Changing geopolitical realities and concerns regarding security meant that Last Overland had to take a different route home to the one followed by First Overland. From Myanmar the Last Overland team headed north through China and then through Kyrgyzstan, Uzbekistan and Turkmenistan before cutting through Iran to Turkey. Oxford was supported by two Defenders and the expedition team comprising Marcus Allender, Thérèse-Marie Becker, Léopold Belanger, Nathan George, David Israeli, Larry Leong and Dr. Silverius Purba was led by Alex Bescoby.

Their journey attracted huge interest among the global Land Rover fraternity, as well as from Land Rover enthusiasts along the way who turned out in large numbers to wish the expedition well and, of course, to see Oxford. Nowadays, the progress of the team could be relayed instantaneously around the world, with sound bites and snapshots on social media providing the expedition’s supporters with regular reports whenever an internet connection could be found. It makes an interesting comparison with First Overland, where occasional telegrams back to the Home Team were augmented by laboriously written or typed letters, both of which could only be sent infrequently when the expedition found itself in a location with a telegraph station or a post office. 

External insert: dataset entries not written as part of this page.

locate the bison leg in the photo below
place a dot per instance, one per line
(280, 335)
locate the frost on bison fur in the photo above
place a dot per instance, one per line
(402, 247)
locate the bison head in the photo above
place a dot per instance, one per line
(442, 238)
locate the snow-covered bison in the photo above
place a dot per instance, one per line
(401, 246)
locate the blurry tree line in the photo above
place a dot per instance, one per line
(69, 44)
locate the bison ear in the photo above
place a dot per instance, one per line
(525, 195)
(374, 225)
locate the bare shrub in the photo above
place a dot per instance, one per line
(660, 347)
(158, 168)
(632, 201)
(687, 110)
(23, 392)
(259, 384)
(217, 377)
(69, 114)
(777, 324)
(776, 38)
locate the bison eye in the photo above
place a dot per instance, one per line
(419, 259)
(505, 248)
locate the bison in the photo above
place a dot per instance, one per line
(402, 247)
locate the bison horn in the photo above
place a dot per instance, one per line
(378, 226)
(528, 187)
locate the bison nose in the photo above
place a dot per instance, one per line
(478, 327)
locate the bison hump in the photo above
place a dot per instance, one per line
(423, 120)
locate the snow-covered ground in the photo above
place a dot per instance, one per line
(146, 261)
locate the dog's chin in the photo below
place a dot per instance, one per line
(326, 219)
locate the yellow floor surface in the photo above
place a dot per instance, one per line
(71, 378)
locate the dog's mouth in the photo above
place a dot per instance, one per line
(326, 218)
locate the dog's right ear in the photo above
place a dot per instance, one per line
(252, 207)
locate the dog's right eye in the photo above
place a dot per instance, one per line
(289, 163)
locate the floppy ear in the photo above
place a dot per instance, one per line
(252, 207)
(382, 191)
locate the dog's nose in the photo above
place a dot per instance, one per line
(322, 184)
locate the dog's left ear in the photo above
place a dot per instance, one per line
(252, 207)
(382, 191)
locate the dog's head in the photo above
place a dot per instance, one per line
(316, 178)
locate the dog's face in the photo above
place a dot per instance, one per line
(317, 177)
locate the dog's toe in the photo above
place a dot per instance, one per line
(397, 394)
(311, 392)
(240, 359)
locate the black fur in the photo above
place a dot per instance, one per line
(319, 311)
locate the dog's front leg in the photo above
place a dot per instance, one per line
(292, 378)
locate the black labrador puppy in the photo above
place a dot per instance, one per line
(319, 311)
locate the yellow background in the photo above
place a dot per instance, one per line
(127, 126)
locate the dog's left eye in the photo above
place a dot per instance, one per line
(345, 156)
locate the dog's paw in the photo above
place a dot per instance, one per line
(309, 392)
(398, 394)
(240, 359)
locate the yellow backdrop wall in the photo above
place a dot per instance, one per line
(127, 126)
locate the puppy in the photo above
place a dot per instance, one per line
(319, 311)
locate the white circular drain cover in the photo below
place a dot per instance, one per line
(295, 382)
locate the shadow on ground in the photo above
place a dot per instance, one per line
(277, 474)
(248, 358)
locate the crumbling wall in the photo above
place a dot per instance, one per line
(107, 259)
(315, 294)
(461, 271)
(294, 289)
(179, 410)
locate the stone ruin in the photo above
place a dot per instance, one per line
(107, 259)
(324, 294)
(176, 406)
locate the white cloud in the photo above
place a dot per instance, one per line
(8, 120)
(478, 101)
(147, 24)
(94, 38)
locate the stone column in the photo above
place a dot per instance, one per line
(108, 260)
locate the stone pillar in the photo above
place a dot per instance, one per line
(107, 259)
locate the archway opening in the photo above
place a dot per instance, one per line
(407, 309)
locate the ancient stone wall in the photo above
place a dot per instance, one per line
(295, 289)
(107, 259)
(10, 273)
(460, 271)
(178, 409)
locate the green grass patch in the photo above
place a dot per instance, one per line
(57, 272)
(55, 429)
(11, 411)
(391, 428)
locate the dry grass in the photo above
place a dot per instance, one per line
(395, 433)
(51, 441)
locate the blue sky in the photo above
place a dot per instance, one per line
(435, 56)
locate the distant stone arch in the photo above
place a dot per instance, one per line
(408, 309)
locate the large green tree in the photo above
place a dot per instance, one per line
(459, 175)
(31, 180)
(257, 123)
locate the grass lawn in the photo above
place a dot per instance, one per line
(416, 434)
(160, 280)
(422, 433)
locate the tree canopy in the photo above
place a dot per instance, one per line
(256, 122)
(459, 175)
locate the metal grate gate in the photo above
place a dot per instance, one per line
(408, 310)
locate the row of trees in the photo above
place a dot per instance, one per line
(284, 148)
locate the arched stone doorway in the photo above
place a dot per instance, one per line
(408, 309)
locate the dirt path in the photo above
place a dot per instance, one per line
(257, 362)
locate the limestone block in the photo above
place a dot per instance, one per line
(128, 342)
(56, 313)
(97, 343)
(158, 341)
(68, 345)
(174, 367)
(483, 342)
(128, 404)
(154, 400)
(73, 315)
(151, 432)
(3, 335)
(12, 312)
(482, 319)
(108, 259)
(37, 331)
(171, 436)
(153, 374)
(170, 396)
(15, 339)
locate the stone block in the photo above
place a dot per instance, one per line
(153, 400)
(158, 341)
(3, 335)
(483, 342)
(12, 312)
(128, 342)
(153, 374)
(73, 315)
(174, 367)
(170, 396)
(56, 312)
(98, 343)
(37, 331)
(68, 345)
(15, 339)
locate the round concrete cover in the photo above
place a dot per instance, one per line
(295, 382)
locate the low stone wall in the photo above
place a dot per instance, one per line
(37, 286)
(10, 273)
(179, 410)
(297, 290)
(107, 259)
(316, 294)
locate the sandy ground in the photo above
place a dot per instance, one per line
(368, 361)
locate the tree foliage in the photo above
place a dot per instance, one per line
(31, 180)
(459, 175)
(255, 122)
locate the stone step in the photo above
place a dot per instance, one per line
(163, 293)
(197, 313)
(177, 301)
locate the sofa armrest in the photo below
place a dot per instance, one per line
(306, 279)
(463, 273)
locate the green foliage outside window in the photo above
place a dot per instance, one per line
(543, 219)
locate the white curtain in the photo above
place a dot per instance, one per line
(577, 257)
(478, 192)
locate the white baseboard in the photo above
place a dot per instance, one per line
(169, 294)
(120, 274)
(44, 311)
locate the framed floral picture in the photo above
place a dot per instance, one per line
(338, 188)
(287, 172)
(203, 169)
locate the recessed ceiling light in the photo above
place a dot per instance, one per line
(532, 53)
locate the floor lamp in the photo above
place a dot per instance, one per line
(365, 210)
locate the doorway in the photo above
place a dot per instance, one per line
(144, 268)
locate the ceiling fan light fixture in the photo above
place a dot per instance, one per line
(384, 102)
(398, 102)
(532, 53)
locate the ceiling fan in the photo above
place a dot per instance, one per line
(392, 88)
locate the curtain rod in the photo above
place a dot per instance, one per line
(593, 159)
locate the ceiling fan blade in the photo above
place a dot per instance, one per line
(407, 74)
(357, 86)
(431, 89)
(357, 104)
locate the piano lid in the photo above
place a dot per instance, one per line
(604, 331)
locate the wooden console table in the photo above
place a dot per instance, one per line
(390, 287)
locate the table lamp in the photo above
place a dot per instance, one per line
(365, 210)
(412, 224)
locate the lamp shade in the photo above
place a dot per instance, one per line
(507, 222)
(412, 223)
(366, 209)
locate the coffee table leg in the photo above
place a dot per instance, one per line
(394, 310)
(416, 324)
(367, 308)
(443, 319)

Oxford suffers a mishap in Turkmenistan

Oxford acquitted itself remarkably well throughout the Last Overland expedition, with only relatively minor issues to contend with like a dynamo failure near the Afghan border, resolved by fitting a battery from one of the support Defenders to allow the expedition to reach the nearest town where a replacement dynamo awaited them courtesy of Adam Bennett and a courier company. The only major mishap was when the nearside rear hub bearing failed in Turkmenistan. Luckily it happened on smooth and straight tarmac. As Léo Belanger said: “had it happened on a mountain road in Nepal, it could have been a very different story.” Recovery was organised, repairs were made, and Oxford was able to continue on its way.

‘Last Overland’ arrived back in the UK at Folkestone on 14 December to be met by Tim Slessor and a large welcoming committee of Land Rover enthusiasts, many of whom joined the convoy to escort ‘Oxford’ and the other expedition vehicles to London. It was a fitting end to a remarkable expedition.